Tipos de Mapa no Power BI

O que você irá ler aqui

Como escolher o melhor tipo de mapa no Power BI para suas análises (sem errar)

Você já se pegou olhando pra um dashboard e pensando “esse mapa não tá ajudando em nada”? Se sim, provavelmente o problema não é o dado. É o tipo de mapa escolhido.

Um mapa bem escolhido faz a resposta pular na tela. Um mapa mal escolhido esconde o que importa e ainda leva quem consome o relatório a conclusão errada. E o que muita gente não sabe é que o Power BI oferece tipos de mapa bem diferentes, cada um pensado pra responder um tipo específico de pergunta.

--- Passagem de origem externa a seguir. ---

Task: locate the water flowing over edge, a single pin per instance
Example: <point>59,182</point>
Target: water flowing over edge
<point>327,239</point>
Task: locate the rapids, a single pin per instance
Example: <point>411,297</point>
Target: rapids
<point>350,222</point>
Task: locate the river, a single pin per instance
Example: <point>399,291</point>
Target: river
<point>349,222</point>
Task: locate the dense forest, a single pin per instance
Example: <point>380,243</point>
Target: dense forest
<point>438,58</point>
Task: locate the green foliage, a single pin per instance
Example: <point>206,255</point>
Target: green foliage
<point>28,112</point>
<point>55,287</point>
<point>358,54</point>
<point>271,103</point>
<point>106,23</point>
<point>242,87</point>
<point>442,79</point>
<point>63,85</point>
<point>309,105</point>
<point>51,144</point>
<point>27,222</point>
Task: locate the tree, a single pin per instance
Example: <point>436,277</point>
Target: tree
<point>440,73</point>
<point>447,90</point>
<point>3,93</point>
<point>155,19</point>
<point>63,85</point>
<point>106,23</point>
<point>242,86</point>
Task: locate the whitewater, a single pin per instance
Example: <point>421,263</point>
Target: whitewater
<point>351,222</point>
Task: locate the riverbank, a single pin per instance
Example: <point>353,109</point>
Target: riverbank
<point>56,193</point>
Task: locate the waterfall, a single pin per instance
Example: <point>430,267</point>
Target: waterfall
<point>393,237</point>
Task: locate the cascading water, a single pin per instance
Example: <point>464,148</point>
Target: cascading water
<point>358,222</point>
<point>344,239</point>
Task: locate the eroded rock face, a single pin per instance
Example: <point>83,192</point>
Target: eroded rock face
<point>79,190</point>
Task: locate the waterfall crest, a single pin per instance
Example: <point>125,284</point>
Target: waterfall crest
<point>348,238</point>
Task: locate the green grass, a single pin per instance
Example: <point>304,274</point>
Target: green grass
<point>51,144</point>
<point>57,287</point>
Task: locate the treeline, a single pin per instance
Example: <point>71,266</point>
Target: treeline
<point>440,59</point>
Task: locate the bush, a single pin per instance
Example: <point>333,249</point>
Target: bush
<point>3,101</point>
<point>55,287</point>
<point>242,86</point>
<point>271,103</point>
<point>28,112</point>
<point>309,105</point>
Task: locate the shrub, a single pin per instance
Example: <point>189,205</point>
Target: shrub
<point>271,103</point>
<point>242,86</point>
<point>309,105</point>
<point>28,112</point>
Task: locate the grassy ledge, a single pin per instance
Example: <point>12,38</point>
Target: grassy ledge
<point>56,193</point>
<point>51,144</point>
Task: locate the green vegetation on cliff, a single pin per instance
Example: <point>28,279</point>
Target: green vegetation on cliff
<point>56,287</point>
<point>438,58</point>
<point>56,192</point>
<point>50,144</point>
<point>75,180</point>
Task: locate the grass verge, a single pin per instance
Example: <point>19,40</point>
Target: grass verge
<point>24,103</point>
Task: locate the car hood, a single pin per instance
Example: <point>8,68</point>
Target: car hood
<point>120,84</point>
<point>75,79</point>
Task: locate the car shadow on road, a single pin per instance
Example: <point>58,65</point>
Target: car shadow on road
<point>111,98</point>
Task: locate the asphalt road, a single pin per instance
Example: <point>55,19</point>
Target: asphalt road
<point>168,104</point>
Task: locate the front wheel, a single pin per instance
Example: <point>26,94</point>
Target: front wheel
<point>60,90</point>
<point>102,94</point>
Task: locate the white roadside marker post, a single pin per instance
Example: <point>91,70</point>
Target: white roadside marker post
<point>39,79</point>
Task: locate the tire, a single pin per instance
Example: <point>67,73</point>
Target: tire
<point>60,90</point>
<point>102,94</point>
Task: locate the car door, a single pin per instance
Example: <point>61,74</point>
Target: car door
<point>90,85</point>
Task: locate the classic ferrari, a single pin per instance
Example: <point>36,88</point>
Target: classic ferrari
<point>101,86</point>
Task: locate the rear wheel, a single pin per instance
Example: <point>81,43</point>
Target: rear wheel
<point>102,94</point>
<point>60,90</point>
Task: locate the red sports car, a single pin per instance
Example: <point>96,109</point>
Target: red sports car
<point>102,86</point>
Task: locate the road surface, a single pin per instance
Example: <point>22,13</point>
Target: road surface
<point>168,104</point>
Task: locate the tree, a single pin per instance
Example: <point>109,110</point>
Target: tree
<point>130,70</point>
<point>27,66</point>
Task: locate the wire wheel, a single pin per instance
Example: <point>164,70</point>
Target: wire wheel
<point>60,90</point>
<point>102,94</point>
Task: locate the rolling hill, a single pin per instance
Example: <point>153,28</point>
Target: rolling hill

Neste guia, você vai entender os quatro tipos de mapa mais úteis do dia a dia, quando cada um brilha e quando cada um só atrapalha. Sem enrolação e com exemplos que você provavelmente já viu no seu trabalho.

Por que a escolha do mapa importa tanto

Imagina duas situações que você já deve ter visto:

Um gestor abre o dashboard e vê um mapa cheio de pontos coloridos. Pra tentar entender, precisa passar o mouse em cada bolinha, uma por uma. No fim, desiste e pede pra você mandar a informação em uma planilha.

Outro gestor abre outro dashboard e em três segundos consegue dizer “estamos indo bem no Sudeste, precisamos entender o que tá acontecendo no Nordeste”. O mapa entregou a resposta antes mesmo dela terminar de tomar o café.

A diferença nem sempre está no dado, mas sim muitas vezes está no tipo de mapa escolhido. Cada tipo foi feito pra responder uma pergunta específica. Quando você acerta essa combinação, o mapa trabalha por você.

Vamos ver agora os 4 principais tipos de mapa disponíveis no Power BI com a indicação de quando usar e não usar cada um deles. 

1. Mapa de Bolhas (Bubble Map): o clássico pra mostrar volume

Mapa de Bolhas - Bubble Map

O Mapa de Bolhas é aquele que você provavelmente já viu mil vezes. Sabe aquele mapa com bolinhas de tamanhos diferentes espalhadas por cima? É esse.

Cada bolha representa uma localização (uma cidade, uma loja, um endereço, um cliente). E o tamanho da bolha varia conforme um valor numérico. Quanto maior a bolha, maior o valor.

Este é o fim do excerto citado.